The complete article is well worth a look.

Some psychiatrists were alarmed by this development, and spoke out, but the majority (of course) played along.  After all, business is business.

Between 1994 and 2003, there was a 40-fold increase in the number of American children who received this “diagnosis.”  I haven’t been able to find more recent figures, but my impression is that it continues to rise.

Almost without exception, the presenting problem in these children is severe misbehavior and temper tantrums, secondary to ineffective parenting.
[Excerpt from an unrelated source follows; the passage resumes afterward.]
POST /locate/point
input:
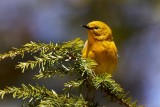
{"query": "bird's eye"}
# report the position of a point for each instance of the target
(96, 27)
The “treatment” consists of drugs: anti-psychotics, anti-convulsants, and lithium carbonate.  The side-effects of these drugs in adults are listed below:

Major Tranquilizers

  • neuroleptic malignant syndrome (potentially fatal)
  • fever, stiff muscles, confusion, sweating, fast or uneven heartbeats;
  • tardive dyskinesia (an irreversible condition involving severely disfiguring and uncontrollable movements, especially constant chewing/grinding movements of the jaws accompanied by tongue protrusion)
  • drooling, tremor (uncontrolled shaking);
  • seizure (convulsions);
  • flu-like symptoms;
  • trouble swallowing;
  • penis erection that is painful or lasts 4 hours or longer.

Anti-convulsants

  • liver damage
  • birth defects in offspring (e.g., spina bifida)
  • pancreatitis

Lithium Carbonate

  • kidney damage
  • birth defects in offspring
  • tiredness
  • uncontrollable shaking
  • muscle weakness, stiffness, twitching
  • excessive thirst
  • frequent urination
  • seizures

The side effects in young children, whose organs are still developing, are unknown.  Tardive dyskinesia should cause particular concern, in that in the initial stages it is masked by the major tranquilizers, and so is usually quite advanced by the time it is detected.  The condition is irreversible.

The recent “epidemic” of childhood bipolar disorder is just the most recent example of disease-mongering by psychiatrists, but it is somewhat egregious, in that it involves exposing children as young as two years to extraordinarily dangerous drugs.  Even the APA, not noted for restraint in this general area, has expressed some concerns, and there have been indications that DSM-5 will caution against excessive use of this so-called diagnosis.  But don’t get too excited.  The word is that the revision, due out later this year, will simply offer suggestions for alternative “diagnoses.”  My guess is that the drug prescriptions, however, will continue unabated – or even increase.

The reason that psychiatrists can expand the scope of their diagnostic categories with such ease is that the diagnostic concepts have no validity in the first place.  Wood doesn’t become stone just because we say so. And ordinary problems of life don’t become illnesses just because financially-motivated psychiatrists say so.  Childhood temper tantrums are nothing more than childhood temper tantrums.  Re-defining these as symptoms of an illness is arbitrary, unwarranted and unproven.  For the past sixty years, the primary agenda of American psychiatry has been the medicalization of ordinary human problems in order to legitimize the administration of drugs.

The concept of mental illness is nonsense – but in the hands of psychiatrists, it is dangerous and destructive nonsense.

The psychiatrists, of course, say that they are trying to alleviate the previously unrecognized suffering of these children and their families, and that the dovetailing of their selfless devotion with their own financial interests is purely incidental.

But in fact, labeling children as bipolar and prescribing drugs as a substitute for learning to cope is simply one more step in psychiatry’s endless process of disempowerment.  The message they give to these families and to these children is – you can’t cope.  Come to us you huddled, helpless masses, and we will drug you – for money.